Taylor’s Performance Appraisal Model

Taylor subsequently unveiled a formal performance appraisal model in 1914, with a primary goal of enhancing worker productivity. This time, as opposed to organizational goals, he took into account the employee’s experience, punctuality, loyalty, and personality.

W.D. Scott

The Australian company WD Scott & Co. is where one of the first performance evaluations were ever formally documented. The management consulting firm first used an employee comparison scale in 1914, drawing inspiration from Taylor’s earlier research.

But until the 1930s, the more formal appraisal system was largely unknown outside the company. An annual performance evaluation based on Scott’s original system was introduced in organizations all over the world in the 1950s as better labor agreements and governmental procedures were established.

A Shift to Aspirational Performance Management

Performance evaluations up until the 1960s were primarily based on an employee’s personality traits, which had little to do with how productive they were at work.

Organizations began to emphasize goals and objectives in response, focusing on what workers may be able to accomplish in the future. This was the time when Peter Drucker’s 1954 system of “management by objectives” started to gain traction.

Further Refinement

Due to the subjective and prejudicial nature of appraisals in the 1970s, high-performance management was frequently linked to legal disputes.

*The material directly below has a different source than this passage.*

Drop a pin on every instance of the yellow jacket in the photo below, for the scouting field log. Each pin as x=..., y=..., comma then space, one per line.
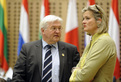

This sparked a shift toward performance rating scales and psychometrics, with additional improvements like 360-degree feedback being introduced in the 1980s and 1990s.

360-degree feedback was different in that it focused on employee motivation and engagement as a tool to increase performance. Teamwork, communication, conflict resolution, efficiency, and other ideas became the de facto metrics of choice.

Future of High-performance Management

Annual performance reviews are no longer used by many organizations today in favor of more frequent or continuous strategies. In the context of an encouraging and productive workplace culture, employee motivation and engagement are taken into account.

The impact of artificial intelligence on human resources will probably cause the emphasis to shift from quantity to quality going forward. In other words, the effectiveness of employee feedback will take precedence over how frequently an employee receives evaluations from their superior. Also more contextual, adaptable, and straightforward will be the feedback itself.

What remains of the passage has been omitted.